С тех пор как мне стало известно о существовании «Лоллипопа», я часто вызывал его меню на дисплей и подолгу смотрел, пытаясь как-то соединить настоящее с прошлым. За невинными названиями на моем экране скрывались дурные забавы, не укладывавшиеся у меня в голове и никак не вязавшиеся с Генри.

Как-то вечером, когда я в очередной раз искал ответы на мучившие меня вопросы, зазвонил телефон, и я вновь оказался втянутым в лабиринт непонятных мне событий: детектив, тот самый, с комплекцией Паваротти, звонил из Венеции с сообщением, что он наконец обнаружил человека, который и был, по его мнению, старым щеголем в белом костюме.

— Вы арестовали его?

— Нет, — ответил он, — но вы нам очень нужны для опознания. Когда сможете приехать? Ваше содержание и расходы мы, конечно, берем на себя.

Я постарался собраться с мыслями.

— Надеюсь вылететь завтра.

— Мы были бы вам очень признательны. Дело срочное, вы понимаете. Сообщите номер рейса. Вас встретят в аэропорту и устроят в гостинице. Мне хотелось бы избавить вас от лишних хлопот.
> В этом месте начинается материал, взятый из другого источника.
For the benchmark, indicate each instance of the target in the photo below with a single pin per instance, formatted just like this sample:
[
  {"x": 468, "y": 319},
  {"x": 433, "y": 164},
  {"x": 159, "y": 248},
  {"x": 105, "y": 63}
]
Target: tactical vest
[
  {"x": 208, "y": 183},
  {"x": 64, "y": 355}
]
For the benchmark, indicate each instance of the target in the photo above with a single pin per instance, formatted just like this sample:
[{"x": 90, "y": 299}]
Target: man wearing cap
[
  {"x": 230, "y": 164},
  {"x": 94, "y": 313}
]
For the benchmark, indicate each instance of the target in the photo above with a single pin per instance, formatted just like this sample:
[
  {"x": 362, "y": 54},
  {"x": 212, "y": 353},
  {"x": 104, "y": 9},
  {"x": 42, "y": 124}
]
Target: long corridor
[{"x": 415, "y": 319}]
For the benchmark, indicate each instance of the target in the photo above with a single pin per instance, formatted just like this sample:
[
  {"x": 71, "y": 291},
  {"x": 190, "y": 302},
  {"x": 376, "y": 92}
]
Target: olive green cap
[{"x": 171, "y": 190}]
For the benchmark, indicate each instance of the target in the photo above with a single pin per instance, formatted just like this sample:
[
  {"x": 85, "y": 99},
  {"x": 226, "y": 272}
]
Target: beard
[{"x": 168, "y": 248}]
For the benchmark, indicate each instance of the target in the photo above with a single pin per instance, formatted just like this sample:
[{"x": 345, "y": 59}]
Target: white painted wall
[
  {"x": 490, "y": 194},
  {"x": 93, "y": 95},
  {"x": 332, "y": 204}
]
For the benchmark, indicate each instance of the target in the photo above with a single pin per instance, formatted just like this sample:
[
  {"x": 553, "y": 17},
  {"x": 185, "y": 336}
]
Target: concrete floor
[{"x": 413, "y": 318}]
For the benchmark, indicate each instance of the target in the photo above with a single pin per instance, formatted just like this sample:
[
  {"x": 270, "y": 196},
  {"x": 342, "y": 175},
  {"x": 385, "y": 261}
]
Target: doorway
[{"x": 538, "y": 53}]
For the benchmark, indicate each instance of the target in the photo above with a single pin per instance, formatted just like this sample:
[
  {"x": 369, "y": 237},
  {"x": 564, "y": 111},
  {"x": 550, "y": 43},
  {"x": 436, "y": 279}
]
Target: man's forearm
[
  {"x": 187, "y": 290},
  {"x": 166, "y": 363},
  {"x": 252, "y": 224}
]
Я взял билет на рейс «Бритиш эйруэйз». Сам Гиа встретил меня и провел через иммиграционное бюро и таможню. Когда полицейский катер с характерной сиреной двинулся на большой скорости через лагуну, я живо вспомнил тот момент, когда заметил в воде мертвое тело.

— Где же все-таки вы подобрали этого старика? — спросил я, стараясь перекричать сирену. Катер внезапно сделал вираж, и я очутился на коленях у Гиа, он удержал меня, а я получил первую порцию чесночного перегара.
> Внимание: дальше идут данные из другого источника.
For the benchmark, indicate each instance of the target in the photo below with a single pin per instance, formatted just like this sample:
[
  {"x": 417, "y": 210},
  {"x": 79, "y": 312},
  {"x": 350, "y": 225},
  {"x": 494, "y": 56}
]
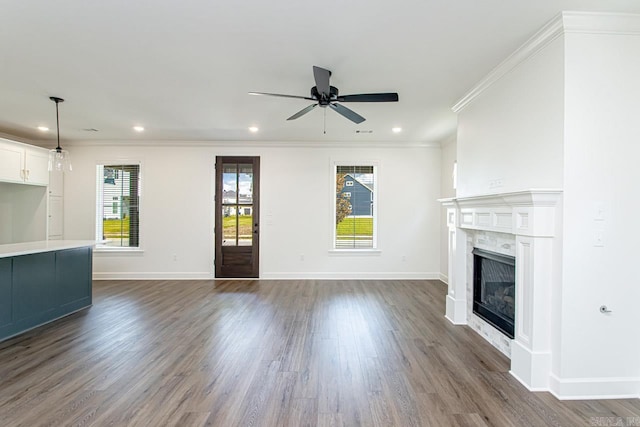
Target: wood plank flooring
[{"x": 271, "y": 353}]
— В комнате юноши-проститутки.

— Вы узнали от него что-нибудь об убийстве?

— К сожалению, не успели. Когда мы приехали, он был мертв.

Если он хотел ошарашить меня, то достиг цели.

— Мертв? Почему?

— Смертельная доза наркотика. Но принял он ее сам или ее ему впрыснули — в данный момент сказать невозможно.

— Куда же мы сейчас едем?

— В морг.

В свое время я специально посетил несколько моргов. Думаю, они почти одинаковы во всем мире, разумеется, при условии соблюдения гигиенических стандартов. В первый момент вас охватывает внутренняя дрожь. Видимо, надо обладать особым складом характера, чтобы относиться к тем, кто покинул сей бренный мир, равнодушно и избрать морг местом работы (так же, кстати, как и бойню). Венецианский морг оказался далеко не самым ужасным и довольно опрятным местом, хотя в нос бил резкий запах формальдегида. Гиа провел меня в холодное хранилище, которым ведал пожилой служитель, и там я даже был рад запаху чеснока. По указанию Гиа этот секретарь покойников прошаркал к огромным шкафам и выдвинул один из ящиков. Когда с трупа откинули простыню, меня подтолкнули вперед, чтобы я на него посмотрел.

Я невольно содрогнулся. Желтая как воск кожа, с грубо зашитыми сделанными при вскрытии разрезами, очень напоминала уже вышедшую из употребления географическую карту. Но, как ни забавно, старик даже после смерти выглядел франтовато. Омерзительно и в то же время франтовато. Беззубый рот (челюсти у него вынули) провалился, и казалось, будто старик улыбается.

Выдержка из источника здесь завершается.